Almost all their moments involve body language—or jokes, or make-up malfunctions. None of their treasured moments involve actual matters of substance.

Tomorrow, we’ll show you the remarkable way Ruth Marcus avoided discussing what was said by Candidates Biden and Ryan. Later, we’ll show you some of the fatuous garbage that’s being churned by our newly emerging “liberal” press organs.

But make no mistake:

In everything we show you this week, you'll see your nation dying by culture. A modern nation can’t function this way—and the liberal world has accepted this culture every step of the way.

Tomorrow: A remarkable column by Marcus

Take the loud sighs challenge: Again, we invite you to take ninety minutes from your life to watch that first Bush-Gore debate. To watch the debate as C-Span aired it, go ahead—just click here.

Your assignment, if you’re willing to take it:

In the children’s lore, this has become the debate at which Gore “repeatedly,” “loudly” sighed. Two weeks ago, the Daily Beast referred to his “perpetual” sighs.

In last year’s extremely strange book, Jim Lehrer offered a very strange explanation of why he was unaware of this conduct as it transpired, just ten feet from where he was sitting. In his own book in 2001, Jeff Greenfield basically lied through his teeth in order to serve you this tale, which was already standard. (For part one of our five-part report, see THE DAILY HOWLER, 5/29/01.

Questions: As you watch the tape of that debate, how many loud sighs do you hear? Do you understand how the children developed their treasured tale?

Question: For many people in Iraq, didn’t this turn out to be literal death—literal death by press culture?

Extra credit for journalism majors: Count the buttons on Gore’s suit. How many buttons did Bush wear? When the camera goes to Lehrer, can you count his number of buttons? Why or why not?

Compare and contrast the number of buttons. What kinds of sexual signals were these men emitting? (By the rules of hard pundit law, you don't have to explain.)


  1. Quaker in a BasementOctober 15, 2012 at 12:00 PM

    Jeez, judging by the press reaction, you'd think Biden would be better off if he had shot a guy in the face.

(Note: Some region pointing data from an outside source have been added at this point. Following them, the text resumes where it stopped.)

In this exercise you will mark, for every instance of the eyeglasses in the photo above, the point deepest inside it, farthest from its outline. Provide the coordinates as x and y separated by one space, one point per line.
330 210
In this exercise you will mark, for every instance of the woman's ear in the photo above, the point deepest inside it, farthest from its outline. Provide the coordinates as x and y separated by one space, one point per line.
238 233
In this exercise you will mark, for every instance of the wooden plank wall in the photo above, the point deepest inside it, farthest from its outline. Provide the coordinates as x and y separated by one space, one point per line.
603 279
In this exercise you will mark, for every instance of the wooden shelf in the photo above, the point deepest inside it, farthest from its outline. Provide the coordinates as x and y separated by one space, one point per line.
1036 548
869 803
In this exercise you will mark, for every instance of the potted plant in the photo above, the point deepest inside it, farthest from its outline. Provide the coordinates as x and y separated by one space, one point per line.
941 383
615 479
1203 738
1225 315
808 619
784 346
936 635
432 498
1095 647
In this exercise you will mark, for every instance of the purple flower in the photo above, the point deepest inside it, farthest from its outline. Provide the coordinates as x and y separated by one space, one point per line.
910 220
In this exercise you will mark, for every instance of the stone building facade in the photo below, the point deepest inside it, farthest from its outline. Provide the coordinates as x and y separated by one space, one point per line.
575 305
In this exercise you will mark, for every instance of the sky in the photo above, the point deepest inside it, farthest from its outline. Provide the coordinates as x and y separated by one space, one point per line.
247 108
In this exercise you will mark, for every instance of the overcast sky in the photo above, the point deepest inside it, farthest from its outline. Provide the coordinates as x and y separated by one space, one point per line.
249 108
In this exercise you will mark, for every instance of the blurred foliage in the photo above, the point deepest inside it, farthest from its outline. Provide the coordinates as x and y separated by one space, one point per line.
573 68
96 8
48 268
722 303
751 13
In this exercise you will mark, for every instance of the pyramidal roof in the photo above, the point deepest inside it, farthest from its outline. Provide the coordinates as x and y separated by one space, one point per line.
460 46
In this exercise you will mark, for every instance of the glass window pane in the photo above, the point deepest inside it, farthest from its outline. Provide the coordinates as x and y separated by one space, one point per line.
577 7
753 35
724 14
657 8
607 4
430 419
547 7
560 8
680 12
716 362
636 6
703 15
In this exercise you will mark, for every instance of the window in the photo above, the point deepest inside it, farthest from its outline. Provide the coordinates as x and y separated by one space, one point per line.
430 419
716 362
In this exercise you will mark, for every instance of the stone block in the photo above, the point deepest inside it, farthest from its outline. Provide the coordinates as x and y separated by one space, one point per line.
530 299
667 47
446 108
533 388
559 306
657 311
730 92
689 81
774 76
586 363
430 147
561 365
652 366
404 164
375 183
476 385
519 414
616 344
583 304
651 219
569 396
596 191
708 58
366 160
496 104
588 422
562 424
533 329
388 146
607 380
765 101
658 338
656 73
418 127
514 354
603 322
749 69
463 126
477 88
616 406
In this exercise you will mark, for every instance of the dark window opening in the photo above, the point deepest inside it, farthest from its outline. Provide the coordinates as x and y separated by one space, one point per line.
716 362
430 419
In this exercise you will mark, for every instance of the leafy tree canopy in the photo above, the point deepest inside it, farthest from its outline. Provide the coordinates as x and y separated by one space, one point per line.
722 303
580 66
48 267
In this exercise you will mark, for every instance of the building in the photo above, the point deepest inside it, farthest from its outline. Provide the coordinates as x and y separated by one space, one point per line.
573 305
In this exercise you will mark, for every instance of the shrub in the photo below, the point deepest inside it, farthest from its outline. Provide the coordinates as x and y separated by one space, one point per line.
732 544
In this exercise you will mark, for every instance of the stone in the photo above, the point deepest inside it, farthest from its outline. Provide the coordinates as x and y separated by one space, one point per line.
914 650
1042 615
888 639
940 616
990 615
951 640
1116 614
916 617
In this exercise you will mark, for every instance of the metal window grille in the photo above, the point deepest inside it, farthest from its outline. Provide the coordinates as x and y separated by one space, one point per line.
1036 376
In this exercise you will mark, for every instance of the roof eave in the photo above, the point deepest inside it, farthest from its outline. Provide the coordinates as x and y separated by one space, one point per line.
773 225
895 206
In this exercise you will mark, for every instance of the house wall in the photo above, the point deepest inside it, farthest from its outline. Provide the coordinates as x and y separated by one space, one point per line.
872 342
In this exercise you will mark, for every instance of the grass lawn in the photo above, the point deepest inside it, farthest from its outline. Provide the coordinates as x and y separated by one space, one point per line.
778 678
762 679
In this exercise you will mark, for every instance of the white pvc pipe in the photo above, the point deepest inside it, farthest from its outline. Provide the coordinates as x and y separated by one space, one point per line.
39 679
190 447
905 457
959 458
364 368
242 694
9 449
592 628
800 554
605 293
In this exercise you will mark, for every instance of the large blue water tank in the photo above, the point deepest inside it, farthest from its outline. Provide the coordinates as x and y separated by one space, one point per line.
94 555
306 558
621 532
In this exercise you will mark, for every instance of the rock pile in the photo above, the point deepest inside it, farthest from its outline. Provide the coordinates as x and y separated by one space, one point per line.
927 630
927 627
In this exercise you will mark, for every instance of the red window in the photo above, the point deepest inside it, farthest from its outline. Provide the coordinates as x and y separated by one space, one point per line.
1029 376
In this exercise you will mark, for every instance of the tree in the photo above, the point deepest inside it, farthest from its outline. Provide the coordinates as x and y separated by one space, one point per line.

  2. I love Dowd using a (terrible) gag line from Sarah Palin. Have to say, I thought they would try to do a replay on the sigh thing and it would fizzle. But they have brought it farther than I would have though, not as bad as back in the day, but bad enough. Ariana herself notes that Biden somehow let us down in terms of leadership.
    What does any of this mean, and does anyone care about the veep debate anyway? It seems like it's close enough it's hard to tell what's working and not working. And as they have told us straight, they like it close.

  3. DOWD (10/14/12): Now you know what Thanksgiving with my family is like.
    A donnybrook with Irish Catholic uncles and nephews interrupting one another, mocking one another, arguing over one another, bombastically denouncing every political opinion except their own as malarkey.

    somerby: We get it, we get it! Your family was nuts when you failed to grow up! (Still “is,” you seem to be saying!) And, inside your hollow soul, Biden is your Uncle Joe!

    >>> nuts? i didnt personally have anything like that experience growing up, but to me this sounds like an extended family which was closely enough bonded to each other that they could risk disagreeing with one another, and in the process possibly learning something. and a lot of fun.

    somerby: and, inside your hollow soul, Biden is your Uncle Joe!

    >>> what can you say to that? somerby seems the nut.

    1. and i would know from nuts

  4. I love the way David Gregory calls his show Meet The Press ! Man, that's about the most 'incestuous' so called press you could possibly assemble, given a country this size ! The other problem being 2/3 of the guests on there are not even reporters/journalists, let alone press journalists.